Just as I did with the defense, I looked at the results of drives or possessions in which the Seahawks’ offense sustained at least one sack.
The Bad News
• 29 punts
• Four resulting in end of game, end of half or turnover on downs
• Two interceptions
• One defensive TD
• One missed field goal
The Good News
• Seven TDs
• Five FGs
• Zero Fumbles
What stands out to me? Zero fumbles.
Now let me explain. Russell Wilson had zero fumbles on those 54 sacks. The defensive touchdown the 49ers scored on a sack came when Seahawks offensive lineman Germain Ifedi inexplicably tried to rip the football out of Wilson’s hands. I’m sure he had the best of intentions. I’m sure that he played running back at some point and in his mind was going to return to the glory days of his Pee Wee football team and bail Wilson out. So, credit the fumble to Ifedi.
It’s hard to believe that on 54 sacks, Wilson didn’t fumble at least once.
Perhaps we have a new term – a way of rating quarterback play. Because besides being able to hold on to the ball when sacked, Wilson rarely took sacks when in field-goal position. One example where he did take a sack was in Green Bay during the playoffs. Russell was sacked for minus-4, turning what would have been a 46-yard FG attempt into a 50-yard attempt that went wide left. But kicker Jason Myers was only 55% on kicks over 40 yards last season and it was cold that night.
The vast majority of Wilson’s sacks were at midfield or in Seahawks territory. I understand that you cannot entirely control when or where you are going to get sacked, but it indicates that Wilson does a good job of managing field position.
During Wilson’s eight years in the NFL, he has been sacked 349 times in the regular season and 44 times in his seven postseason appearances. In six of those years, he was one of the top 10 most sacked quarterbacks in the league. Another discouraging fact is that during six of those years, he was in the bottom third of the league in pass attempts, including three years that he was dead last in pass attempts.
However, the Seahawks have won in spite of the high sack totals. Does Wilson try to extend plays in situations that other quarterbacks would simply throw the ball away? Yes. As a matter of fact, I think his athleticism and ability to escape has been a bit of a curse for him. But it’s led to a lot of success, as well.

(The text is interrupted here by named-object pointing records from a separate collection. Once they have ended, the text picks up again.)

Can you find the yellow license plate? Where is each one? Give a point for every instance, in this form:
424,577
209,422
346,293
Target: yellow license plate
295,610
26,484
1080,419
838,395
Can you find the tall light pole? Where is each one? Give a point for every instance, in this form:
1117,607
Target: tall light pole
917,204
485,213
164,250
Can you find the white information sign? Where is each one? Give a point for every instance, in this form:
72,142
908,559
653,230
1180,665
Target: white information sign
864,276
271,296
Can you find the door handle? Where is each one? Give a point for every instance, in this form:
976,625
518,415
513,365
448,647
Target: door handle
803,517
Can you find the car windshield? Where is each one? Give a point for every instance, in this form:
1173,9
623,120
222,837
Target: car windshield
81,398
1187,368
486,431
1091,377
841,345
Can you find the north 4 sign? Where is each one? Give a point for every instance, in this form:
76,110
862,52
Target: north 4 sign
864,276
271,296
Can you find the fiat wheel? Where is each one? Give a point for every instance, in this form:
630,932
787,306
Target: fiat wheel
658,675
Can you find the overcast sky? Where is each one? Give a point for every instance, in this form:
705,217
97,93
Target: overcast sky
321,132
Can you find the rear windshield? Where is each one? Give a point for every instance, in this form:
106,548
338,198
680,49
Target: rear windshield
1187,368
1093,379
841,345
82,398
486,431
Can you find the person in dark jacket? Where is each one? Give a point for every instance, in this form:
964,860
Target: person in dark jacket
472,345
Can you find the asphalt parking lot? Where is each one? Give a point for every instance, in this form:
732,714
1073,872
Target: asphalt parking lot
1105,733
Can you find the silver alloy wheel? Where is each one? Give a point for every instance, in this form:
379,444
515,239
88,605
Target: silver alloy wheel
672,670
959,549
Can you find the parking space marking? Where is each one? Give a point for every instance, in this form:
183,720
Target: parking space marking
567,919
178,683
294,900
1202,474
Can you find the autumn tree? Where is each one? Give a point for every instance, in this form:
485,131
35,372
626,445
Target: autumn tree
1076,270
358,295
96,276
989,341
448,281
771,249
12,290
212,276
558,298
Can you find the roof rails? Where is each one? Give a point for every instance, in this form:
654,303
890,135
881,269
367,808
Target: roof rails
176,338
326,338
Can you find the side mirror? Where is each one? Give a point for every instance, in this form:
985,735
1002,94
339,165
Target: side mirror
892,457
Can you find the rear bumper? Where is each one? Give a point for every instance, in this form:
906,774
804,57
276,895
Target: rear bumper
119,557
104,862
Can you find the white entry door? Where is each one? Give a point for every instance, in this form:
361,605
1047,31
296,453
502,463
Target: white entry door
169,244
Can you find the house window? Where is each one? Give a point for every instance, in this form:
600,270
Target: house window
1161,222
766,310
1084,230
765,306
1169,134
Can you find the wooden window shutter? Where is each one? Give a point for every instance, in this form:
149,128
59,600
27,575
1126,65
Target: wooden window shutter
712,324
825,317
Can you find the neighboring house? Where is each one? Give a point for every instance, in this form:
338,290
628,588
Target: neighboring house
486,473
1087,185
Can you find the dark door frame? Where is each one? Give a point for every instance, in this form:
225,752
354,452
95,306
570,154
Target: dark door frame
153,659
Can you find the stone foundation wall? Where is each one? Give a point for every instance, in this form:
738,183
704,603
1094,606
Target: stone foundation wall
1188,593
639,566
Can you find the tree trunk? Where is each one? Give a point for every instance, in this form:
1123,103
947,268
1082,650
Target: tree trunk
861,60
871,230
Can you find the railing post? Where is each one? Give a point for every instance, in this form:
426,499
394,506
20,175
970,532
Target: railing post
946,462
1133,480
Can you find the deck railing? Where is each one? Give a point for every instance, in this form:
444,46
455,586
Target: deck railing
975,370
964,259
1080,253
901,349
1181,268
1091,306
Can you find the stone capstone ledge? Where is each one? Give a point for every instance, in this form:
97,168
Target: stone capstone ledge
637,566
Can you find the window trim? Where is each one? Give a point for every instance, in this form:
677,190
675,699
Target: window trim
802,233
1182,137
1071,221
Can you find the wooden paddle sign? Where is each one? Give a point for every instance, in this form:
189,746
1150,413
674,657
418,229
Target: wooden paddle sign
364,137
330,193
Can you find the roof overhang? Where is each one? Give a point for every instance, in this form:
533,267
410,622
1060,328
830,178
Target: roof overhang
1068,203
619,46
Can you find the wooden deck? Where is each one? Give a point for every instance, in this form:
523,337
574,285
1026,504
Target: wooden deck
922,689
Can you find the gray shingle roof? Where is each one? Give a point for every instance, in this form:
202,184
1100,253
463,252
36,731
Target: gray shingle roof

Let’s not forget, since Russell arrived in Seattle eight seasons ago, the Seahawks have had double-digit win totals and gone to the playoffs in seven of those eight years. He has also tied Tom Brady with the most wins (86) in a player’s first eight seasons.
As stated in Sackstravaganza I, sacks matter.
Unless you’re Russell Wilson. (Insert winky-face-emoji here)
What I discovered in looking up sacks on offense for the Seahawks is that while I understand that Wilson can’t control when he gets sacked every time, he rarely took sacks when in field-goal range. And even when it did, it didn’t make much of a difference. There was one 4-yard sack that he took in Cleveland that would’ve been a 46-yard field-goal attempt had he thrown the ball away, but it was headed into the windy side of the stadium where both kickers missed PATs anyways.
Four times in 2019, Russell took back-to-back sacks and all four possessions ended in punts. You’d think that would rattle a quarterback, but Wilson, as always, just treated them like any other play. He didn’t cough up the ball or throw it up for grabs like a lot of other quarterbacks would in those desperate situations.
The Seahawks’ defense only gave up one touchdown on drives with sacks. And sure, twice the number of sacks occurred on the offensive side, but the Seahawks’ offense still scored seven times as many touchdowns on drives in which a sack occurred.